Colin Wilson suggests that the way to innocence is not back to the primitive child, but ever further into guilt, ever deeper into human life. “Instead of narrowing your world and simplifying your soul, you will have at the last to take the whole world into your soul, cost what it may”. Ultimately the descent into the dark world is not necessarily evil; it may in fact be the necessary expression of boldness and intelligence, from an individual and in turn a collective perspective. ” How ever we find our way around and unfold from here is not guaranteed. There is something in the necessity of learning to trust in ones own direct nature and experience arising from that in how we relate to our fear, other primal emotions and each other.

5 thoughts on “The Difference in an Authentic Wayy

  1. The corporate system is working as it was designed. Corporate greed and inhumanity plays a huge roll in the poverty of the world, as does the greed of ordinary citizens in first world nations.

    • I agree AJ. The ego consciousness is pervasive. I cant help but think that the planet will continue to react to these fragmented human ways in a way that will ultimately take its toll. Trump is another symptom of it. I often wonder about how to make the kind of difference that would contribute to positive change. Seeing the poverty and suffering here helps to bring me into awareness of my own indulgent ways.I do desire to live more abundantly and with vitality but I think being limited to ego is not the answer and I see that there is something of my ego in my anger towards trump like personalities. So to go into this.

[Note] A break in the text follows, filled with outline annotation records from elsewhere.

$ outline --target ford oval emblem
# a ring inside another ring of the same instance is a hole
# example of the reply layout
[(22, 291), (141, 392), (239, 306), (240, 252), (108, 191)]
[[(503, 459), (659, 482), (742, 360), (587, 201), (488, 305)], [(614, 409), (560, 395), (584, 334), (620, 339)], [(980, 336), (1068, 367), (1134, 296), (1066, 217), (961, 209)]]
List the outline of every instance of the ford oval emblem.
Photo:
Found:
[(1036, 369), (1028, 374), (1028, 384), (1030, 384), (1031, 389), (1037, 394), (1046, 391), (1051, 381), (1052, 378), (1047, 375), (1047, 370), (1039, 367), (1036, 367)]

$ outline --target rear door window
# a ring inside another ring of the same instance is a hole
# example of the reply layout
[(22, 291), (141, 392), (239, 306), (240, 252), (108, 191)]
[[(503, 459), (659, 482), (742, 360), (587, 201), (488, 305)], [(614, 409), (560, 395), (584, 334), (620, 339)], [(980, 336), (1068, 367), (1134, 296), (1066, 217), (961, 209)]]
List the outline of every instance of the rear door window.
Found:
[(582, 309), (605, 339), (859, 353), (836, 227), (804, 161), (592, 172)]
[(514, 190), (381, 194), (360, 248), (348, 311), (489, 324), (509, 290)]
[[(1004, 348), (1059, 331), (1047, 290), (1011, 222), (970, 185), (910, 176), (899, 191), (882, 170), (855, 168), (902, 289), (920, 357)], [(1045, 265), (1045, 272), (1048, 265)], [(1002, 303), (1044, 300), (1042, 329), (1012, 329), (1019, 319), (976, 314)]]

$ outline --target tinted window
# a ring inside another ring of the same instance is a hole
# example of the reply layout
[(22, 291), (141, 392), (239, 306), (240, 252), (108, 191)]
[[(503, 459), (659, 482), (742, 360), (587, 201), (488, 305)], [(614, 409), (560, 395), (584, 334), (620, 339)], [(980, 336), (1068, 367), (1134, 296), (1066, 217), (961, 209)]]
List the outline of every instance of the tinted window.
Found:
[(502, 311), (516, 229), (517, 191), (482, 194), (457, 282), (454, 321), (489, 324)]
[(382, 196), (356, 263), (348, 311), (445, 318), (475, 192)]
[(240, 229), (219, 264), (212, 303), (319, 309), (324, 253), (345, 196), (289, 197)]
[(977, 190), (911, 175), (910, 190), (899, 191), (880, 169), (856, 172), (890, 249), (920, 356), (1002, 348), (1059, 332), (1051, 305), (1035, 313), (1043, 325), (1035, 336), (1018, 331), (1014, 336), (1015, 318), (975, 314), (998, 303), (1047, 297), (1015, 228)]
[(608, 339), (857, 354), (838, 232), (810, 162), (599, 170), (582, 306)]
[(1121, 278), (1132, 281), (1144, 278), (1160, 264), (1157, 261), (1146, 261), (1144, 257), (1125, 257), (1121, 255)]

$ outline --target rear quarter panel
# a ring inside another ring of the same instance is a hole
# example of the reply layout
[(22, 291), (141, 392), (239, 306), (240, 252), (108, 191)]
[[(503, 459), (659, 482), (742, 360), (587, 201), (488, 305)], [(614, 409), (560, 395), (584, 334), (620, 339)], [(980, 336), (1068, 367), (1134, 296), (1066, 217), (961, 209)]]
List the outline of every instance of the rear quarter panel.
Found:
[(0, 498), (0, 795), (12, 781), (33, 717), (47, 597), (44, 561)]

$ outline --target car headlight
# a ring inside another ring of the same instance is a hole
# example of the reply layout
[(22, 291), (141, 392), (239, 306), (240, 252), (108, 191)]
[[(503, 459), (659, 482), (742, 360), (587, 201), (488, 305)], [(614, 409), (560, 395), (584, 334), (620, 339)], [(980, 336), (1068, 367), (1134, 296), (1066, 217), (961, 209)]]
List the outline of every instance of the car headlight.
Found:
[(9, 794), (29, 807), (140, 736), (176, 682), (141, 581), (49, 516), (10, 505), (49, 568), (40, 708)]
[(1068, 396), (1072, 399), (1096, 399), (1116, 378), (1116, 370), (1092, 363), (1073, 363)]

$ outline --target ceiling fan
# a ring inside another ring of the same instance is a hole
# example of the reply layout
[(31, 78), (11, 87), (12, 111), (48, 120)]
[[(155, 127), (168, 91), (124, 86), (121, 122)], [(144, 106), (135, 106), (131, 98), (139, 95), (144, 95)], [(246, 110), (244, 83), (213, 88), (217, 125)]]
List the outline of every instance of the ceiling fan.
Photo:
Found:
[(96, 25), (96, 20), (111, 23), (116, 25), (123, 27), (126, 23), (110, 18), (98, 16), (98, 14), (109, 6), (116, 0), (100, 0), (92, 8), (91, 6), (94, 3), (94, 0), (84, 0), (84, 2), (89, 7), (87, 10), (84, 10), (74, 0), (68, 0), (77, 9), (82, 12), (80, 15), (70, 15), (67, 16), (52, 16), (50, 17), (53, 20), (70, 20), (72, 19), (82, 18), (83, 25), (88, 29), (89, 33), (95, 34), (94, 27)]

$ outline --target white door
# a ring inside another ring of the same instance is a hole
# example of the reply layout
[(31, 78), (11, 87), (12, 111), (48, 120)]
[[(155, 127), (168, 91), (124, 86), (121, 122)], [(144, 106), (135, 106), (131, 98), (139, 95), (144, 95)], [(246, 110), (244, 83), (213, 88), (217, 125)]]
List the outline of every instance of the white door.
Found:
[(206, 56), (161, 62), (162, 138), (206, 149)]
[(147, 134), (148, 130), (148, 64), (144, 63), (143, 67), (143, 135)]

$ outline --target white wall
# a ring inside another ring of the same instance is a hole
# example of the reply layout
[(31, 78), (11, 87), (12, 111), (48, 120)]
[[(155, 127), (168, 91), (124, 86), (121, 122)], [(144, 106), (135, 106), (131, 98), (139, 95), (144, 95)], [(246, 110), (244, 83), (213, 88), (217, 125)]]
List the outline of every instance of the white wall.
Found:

    • Greed has been with us throughout history. Attempts to restrain it by force have often been more destructive than the greed itself. So the question is : “How do we heal greed?” Selfishness is the natural self-directedness of the insecure or suffering individual. If we are not suffering physically, what is it that makes us insecure – that threatens us with potential suffering? Guilt. Guilt is the withdrawal of self-acceptance. Greed is one of the ways in which we defy the oppression of criticism. It tends to be a negative feedback loop. The more we are criticised for our greed the more greedy we become, because the alternative would seem to be collapse into suicidal self-contempt. Some find a way to transcend their greed and “prove” themselves through adoption of some form of self-righteous idealism, but this has the disadvantage of taking us further from honesty.

      What we need is to cultivate unconditional self-acceptance, to cut through the negative feedback loop. The way to return to health is to give up trying to prove anything about ourselves. The relief involved in giving up that battle is what will give us the energy to take part in any activities which can make things better for others.

      The problem with attempting to work from the outside in – trying to change people by emphasising how endangered the world’s ecology is and how much our fellow humans are suffering – is that these are appeals to the two most paralysing of human emotions – fear and guilt. We have to start from the inside – we have to recognise what causes the wounds which make us destructive. And that is idealism. Idealism, by criticising us, undermines our capacity to love ourselves and if we can’t love ourselves we can’t love anyone else. We are ego-embattled against idealism’s attack upon us. If we are to come out of our ego castle and join with others in a sense of community, we need to feel that we are unconditionally acceptable – that we have nothing to prove.